Sekharan described the Enterprise Team’s organization: “It operates divided by regions: US, Europe, Middle East-Africa, and Asia-Pacific. Regional managers support various institutions like banks, asset managers, and manufacturing companies. A separate privacy and institutional support organization also operates. The team is relatively small, but including related teams like institutional privacy organizations, it’s about 11 people.”
Jalil provided context on the broader Ethereum ecosystem: “The Foundation has about 200 internal developers, but globally, more than 30,000 developers participate in the Ethereum ecosystem. Ethereum is not a single organization but an ecosystem composed of various companies and communities, and institutional collaboration is also performed in a distributed manner by multiple organizations.”
Jalir assessed the market’s maturity: “The past 10 years were an experimental stage, while the recent 1-2 years represent a transition to actual service implementation. Currently, less than 1% of global assets are on blockchain, still in early stages with significant growth potential.”
He emphasized a shift in perspective: “The question should no longer be ‘will blockchain be adopted’ but ‘when will it be adopted.’ More than 99% of global assets have not yet been tokenized on-chain, and I believe there’s a high likelihood that the financial system as a whole will eventually transition to blockchain-based infrastructure in the long term.”
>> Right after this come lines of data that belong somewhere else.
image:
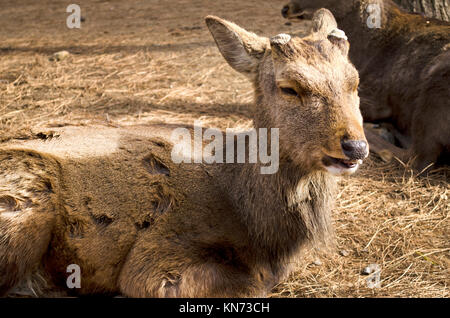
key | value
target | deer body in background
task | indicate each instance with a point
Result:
(113, 202)
(404, 64)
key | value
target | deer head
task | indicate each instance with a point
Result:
(306, 87)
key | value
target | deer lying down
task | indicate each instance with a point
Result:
(112, 201)
(404, 64)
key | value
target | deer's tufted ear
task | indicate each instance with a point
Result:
(323, 22)
(324, 25)
(339, 39)
(241, 49)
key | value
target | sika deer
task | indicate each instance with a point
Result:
(112, 201)
(405, 71)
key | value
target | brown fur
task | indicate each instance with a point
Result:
(112, 201)
(404, 68)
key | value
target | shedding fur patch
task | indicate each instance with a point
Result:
(280, 39)
(338, 33)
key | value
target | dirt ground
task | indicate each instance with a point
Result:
(138, 62)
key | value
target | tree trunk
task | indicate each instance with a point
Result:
(438, 9)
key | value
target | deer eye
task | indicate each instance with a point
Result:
(289, 91)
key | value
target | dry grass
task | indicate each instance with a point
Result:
(154, 61)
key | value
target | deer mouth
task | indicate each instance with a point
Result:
(340, 166)
(303, 15)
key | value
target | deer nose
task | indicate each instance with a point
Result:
(355, 149)
(284, 11)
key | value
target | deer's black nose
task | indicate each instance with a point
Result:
(354, 149)
(284, 11)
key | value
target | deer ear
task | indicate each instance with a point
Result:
(323, 22)
(324, 25)
(339, 39)
(241, 49)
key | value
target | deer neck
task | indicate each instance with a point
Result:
(282, 211)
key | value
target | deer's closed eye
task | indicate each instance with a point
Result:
(289, 91)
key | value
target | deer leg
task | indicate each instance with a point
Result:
(157, 269)
(26, 219)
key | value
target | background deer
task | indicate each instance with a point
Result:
(113, 202)
(405, 70)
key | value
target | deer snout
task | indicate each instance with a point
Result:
(355, 149)
(284, 11)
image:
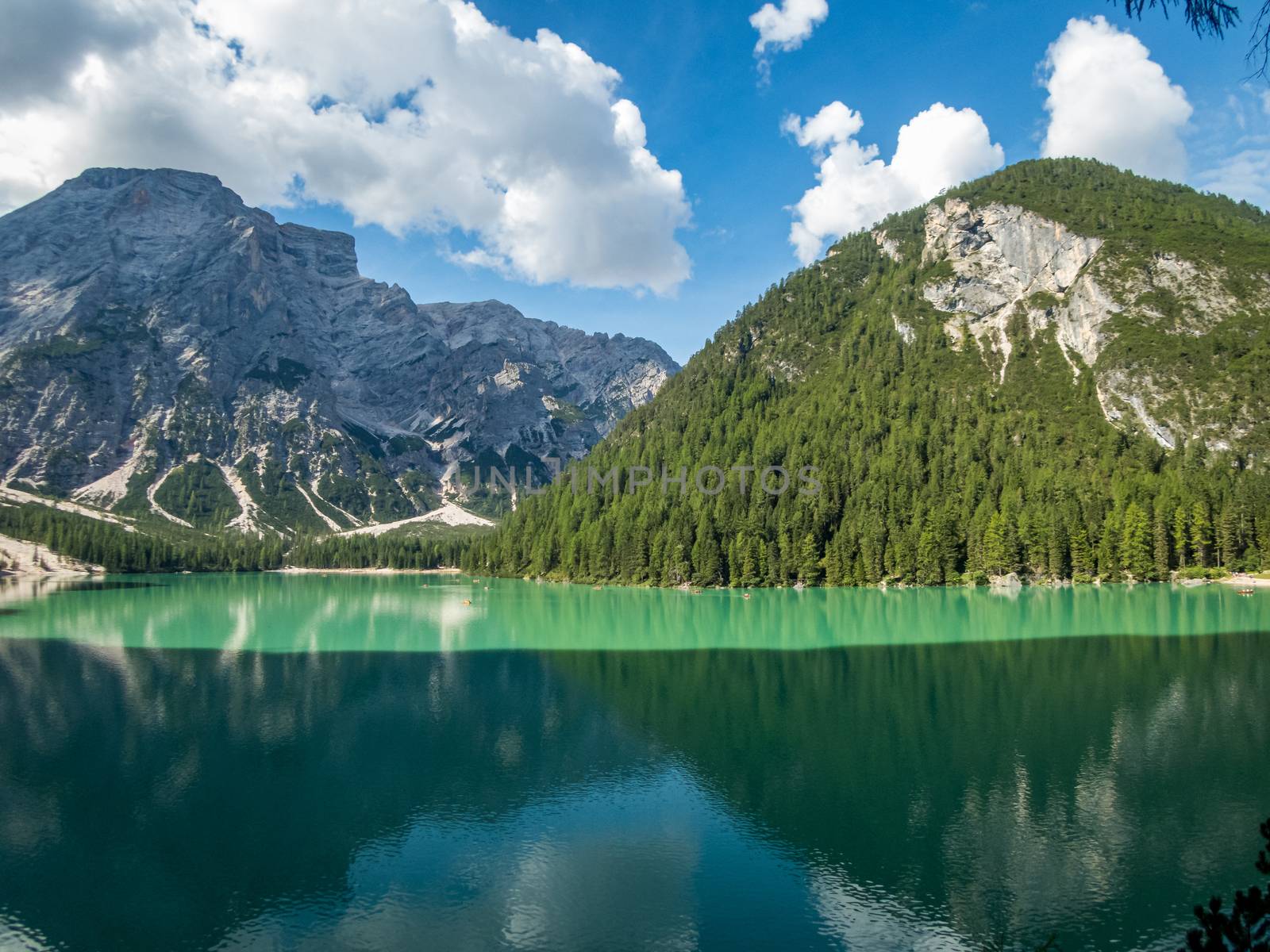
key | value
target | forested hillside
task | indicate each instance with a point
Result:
(973, 406)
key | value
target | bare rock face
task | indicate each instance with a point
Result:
(154, 328)
(1005, 259)
(1003, 264)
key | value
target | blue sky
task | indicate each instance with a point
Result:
(689, 67)
(451, 131)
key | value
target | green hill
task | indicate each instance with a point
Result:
(1058, 370)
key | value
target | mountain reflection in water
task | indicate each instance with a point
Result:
(870, 797)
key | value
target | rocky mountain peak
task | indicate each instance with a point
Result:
(152, 325)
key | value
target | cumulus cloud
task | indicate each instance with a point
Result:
(1244, 175)
(1109, 101)
(413, 114)
(937, 149)
(787, 27)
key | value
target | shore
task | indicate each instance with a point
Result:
(1245, 582)
(298, 570)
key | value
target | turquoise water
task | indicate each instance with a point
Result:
(364, 763)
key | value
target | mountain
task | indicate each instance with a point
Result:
(167, 349)
(1060, 371)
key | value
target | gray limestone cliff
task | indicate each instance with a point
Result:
(167, 349)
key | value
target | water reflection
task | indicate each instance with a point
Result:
(921, 797)
(448, 613)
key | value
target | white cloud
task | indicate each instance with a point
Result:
(1109, 101)
(937, 149)
(787, 25)
(410, 113)
(1244, 175)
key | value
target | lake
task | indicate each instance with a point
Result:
(272, 762)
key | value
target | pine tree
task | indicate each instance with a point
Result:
(1181, 535)
(1200, 533)
(1137, 558)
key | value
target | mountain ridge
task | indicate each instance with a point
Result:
(956, 433)
(152, 323)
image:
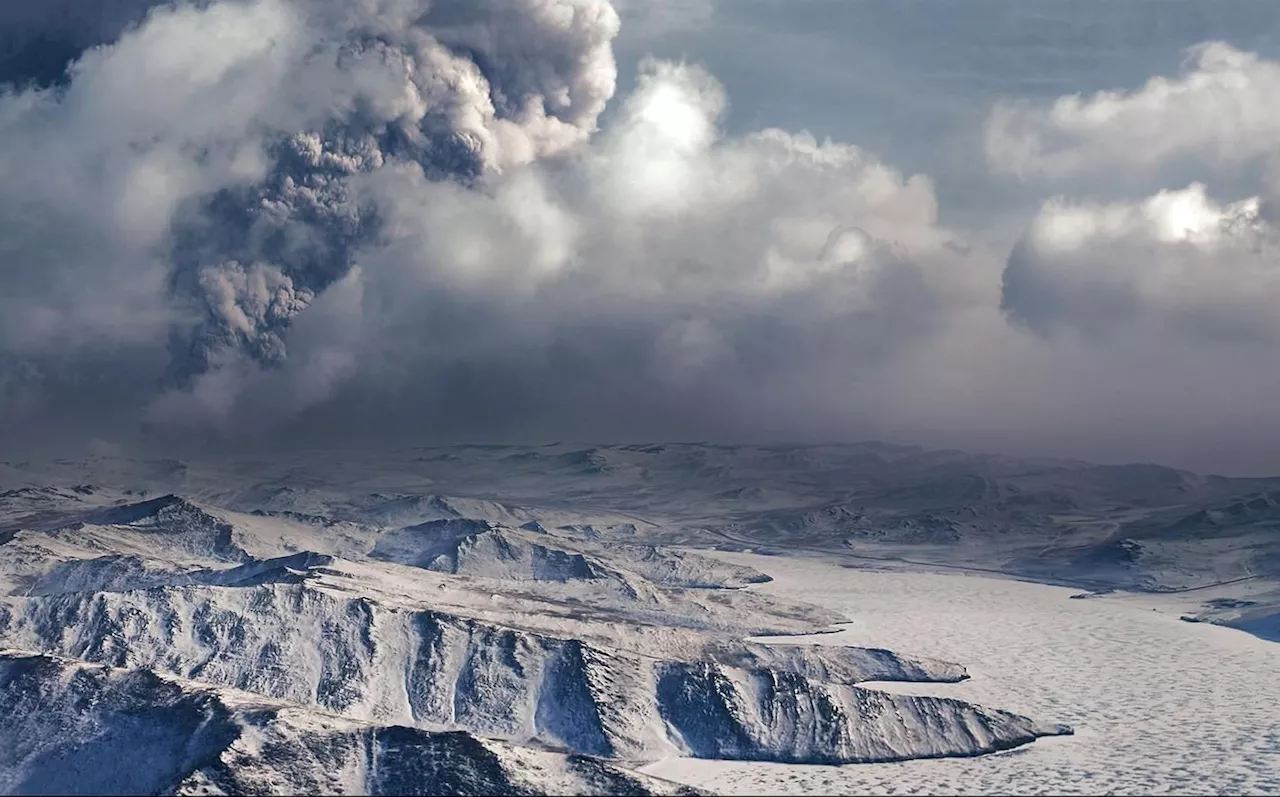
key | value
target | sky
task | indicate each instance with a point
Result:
(1015, 227)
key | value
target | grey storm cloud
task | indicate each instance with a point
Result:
(233, 221)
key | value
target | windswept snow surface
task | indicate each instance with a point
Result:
(570, 600)
(1159, 705)
(411, 617)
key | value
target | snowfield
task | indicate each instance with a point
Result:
(574, 619)
(1157, 705)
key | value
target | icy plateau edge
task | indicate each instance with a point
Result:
(617, 660)
(435, 670)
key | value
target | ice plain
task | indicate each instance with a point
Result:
(1157, 705)
(583, 605)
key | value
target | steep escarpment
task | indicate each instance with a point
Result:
(78, 728)
(353, 656)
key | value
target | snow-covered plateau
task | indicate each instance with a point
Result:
(561, 619)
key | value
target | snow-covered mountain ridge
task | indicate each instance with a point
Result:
(530, 627)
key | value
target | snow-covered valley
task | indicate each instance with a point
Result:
(1159, 706)
(562, 618)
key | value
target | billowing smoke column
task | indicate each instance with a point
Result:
(408, 202)
(464, 88)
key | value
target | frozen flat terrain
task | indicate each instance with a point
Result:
(1159, 705)
(597, 610)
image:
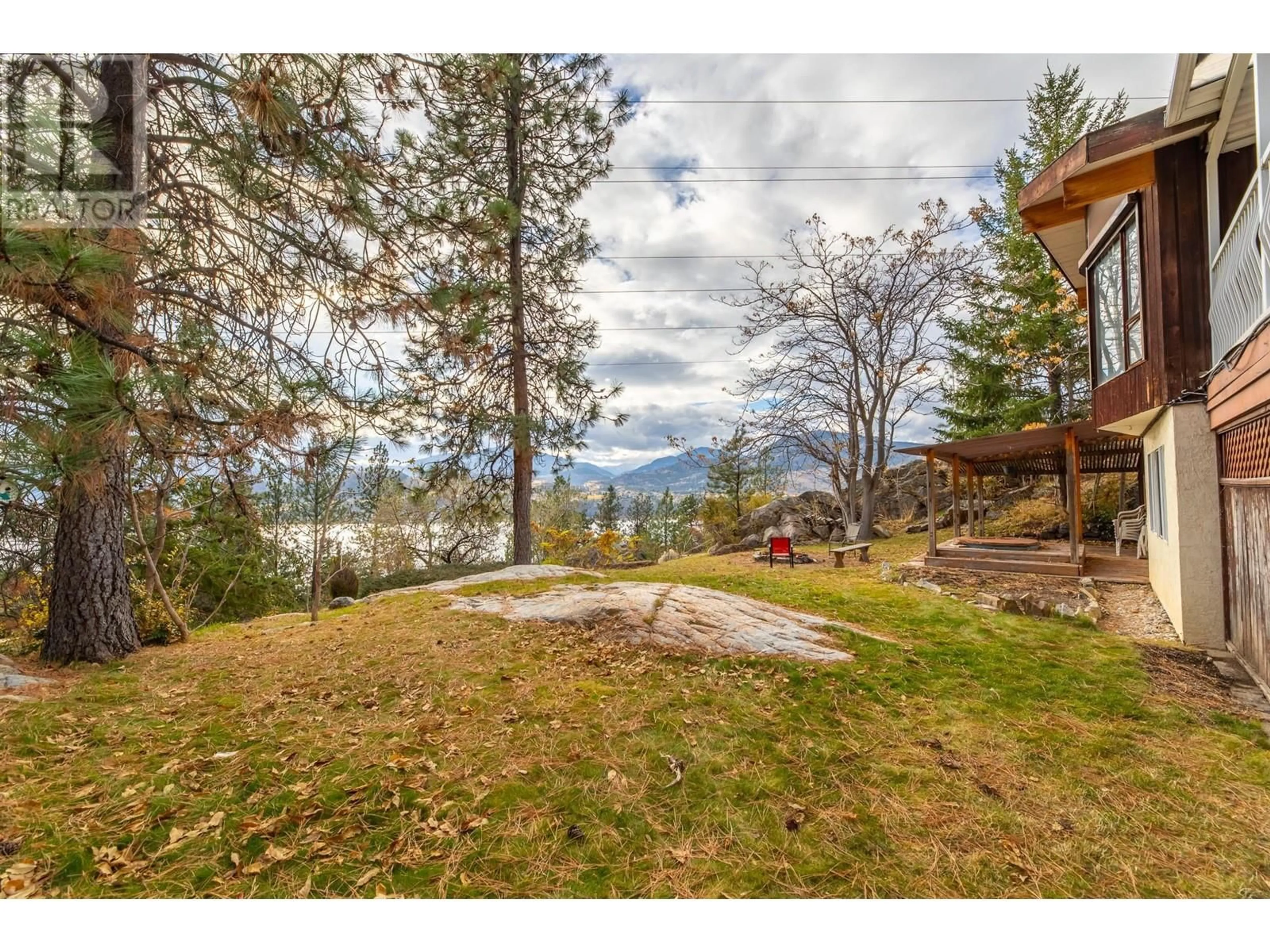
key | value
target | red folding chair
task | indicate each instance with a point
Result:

Sekharan articulated the fundamental distinction: “Traditional finance’s purpose is profit generation and shareholder value maximization. In contrast, Ethereum is infrastructure based on philosophies of public goods, decentralization, and censorship resistance.”
Jalir added: “Traditional finance has multiple systems and ledgers complexly intertwined, but blockchain is a structure that can reconfigure them more simply and fairly. The Foundation’s core goal is to expand financial accessibility through global access and open-source structure.”